# ARC - Actor Residual Critic for Adversarial Imitation Learning
Ankur Deka, Changliu Liu, Katia Sycara
adeka@alumni.cmu.edu, cliu@cs.cmu.edu, katia@cs.cmu.edu

## Installation

- PyTorch 1.5+
- OpenAI Gym (0.15+)
- [MuJoCo](https://www.roboti.us/license.html)
- `pip install sklearn seaborn ruamel.yaml`
- Download expert data that are used in our paper from [Google Drive](https://drive.google.com/drive/folders/1wdTDPd2x16JISao0nkYTD6a7bK6cDeZP?usp=sharing) as `expert_data/` folder
  - `states/`: expert state trajectories for each environment
  - `actions/`: expert action trajectories for each environment
  - `meta/`: meta information including expert reward curves through training


## File Structure
- AIL algorithms (standard and ARC aided): `baselines/`
- SAC agent: `common/sac.py`
- SARC agent: `common/sarc.py`
- Environments: `envs/`
- Configurations: `configs/`

## Instructions
- All the experiments are to be run under the root folder. 
- Before starting experiments, please `export PYTHONPATH=${PWD}:$PYTHONPATH` for env variable. 
- We use yaml files in `configs/` for experimental configurations, please change `obj` value (in the first line) for each method, here is the list of `obj` values:
    -  arc-f-max-rkl: ARC-f-MAX-RKL (Our)
    -  f-max-rkl: f-MAX-RKL (Standard AIL)
    -  naive-diff-f-max-rkl
    -  arc-gail: ARC-GAIL (Our)
    -  gail: GAIL (Standard AIL)
    -  naive-diff-gail
    -  bc
- Please keep all the other values in yaml files unchanged to reproduce the results in our paper.
- After running, you will see the training logs in `logs/` folder.

## Experiments
### Expert Data

First, make sure that you have downloaded expert data into `expert_data/`.  [Data is available here](https://drive.google.com/drive/folders/1HJBV0HRi3B0KcbRAX5BOudkEYKj8ts4Q?usp=sharing).
*Otherwise*, you can generate expert data by training expert policy:

```bash
python common/train_expert.py configs/samples/experts/{file}.yml # env is in {hopper, walker2d, halfcheetah, ant}
```

Then run the following command:
```
python baselines/main_samples.py configs/samples/agents/{file}.yml
```
For standard AIL algorithms (f-max-rkl and gail) on walker2d, halfcheetah, ant, use `standard_ail.yml`. Use `standard_ail_halfcheetah.yml` for halfcheetah.

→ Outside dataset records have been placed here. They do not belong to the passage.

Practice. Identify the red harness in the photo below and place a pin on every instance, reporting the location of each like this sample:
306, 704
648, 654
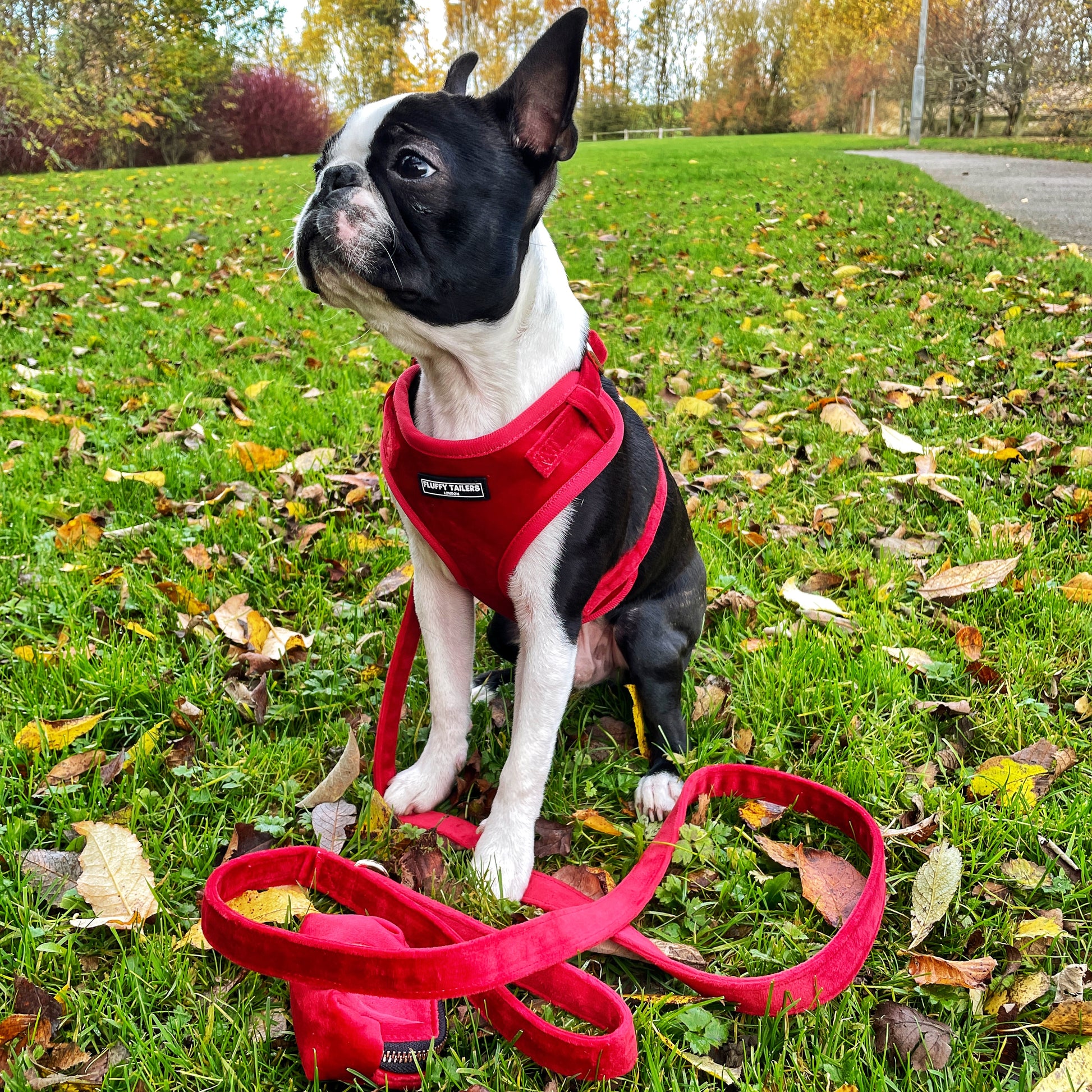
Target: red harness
480, 504
364, 990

For ARC aided AIL (arc-f-max-rkl and arc-gail) on walker2d, halfcheetah, ant use `arc_ail.yml`. Use `arc_ail_halfcheetah.yml for halfcheetah`. Use the same config files for naive-diff-f-max-rkl and naive-diff-gail.


## References
Most of the code is borrowed from the [f-IRL repository](https://github.com/twni2016/f-IRL). It had standard AIL algorithms (f-max-rkl, gail) implemented and we developed ARC aided AIL on top of them. In turn, the [f-IRL repository](https://github.com/twni2016/f-IRL) used the following references for parts of the code:
- [AIRL](https://github.com/justinjfu/inverse_rl) in part of `envs/` 
- [f-MAX](https://github.com/KamyarGh/rl_swiss/blob/master/run_scripts/adv_smm_exp_script.py) in part of `baselines/`
- [SAC](https://github.com/openai/spinningup/tree/master/spinup/algos/pytorch/sac) in part of `common/sac`
- [NPEET](https://github.com/gregversteeg/NPEET) in part of `utils/it_estimator.py`

We also use the expert data from [f-IRL repository](https://github.com/twni2016/f-IRL).

## Code changes

Major change from standard AIL algorithms (f-max-rkl, gail) to ARC aided AIL (arc-f-max-rkl, arc-gail) algorithms was in replacing standard SAC code (`common/sac.py`) with SARC code (`common/sarc.py`). This was relatively simple to implement. We used the same networks to estimate the C function in SARC instead of the Q function in SAC. Other changes made were in `baselines/main_samples.py` and `baselines/adv_smm.py`.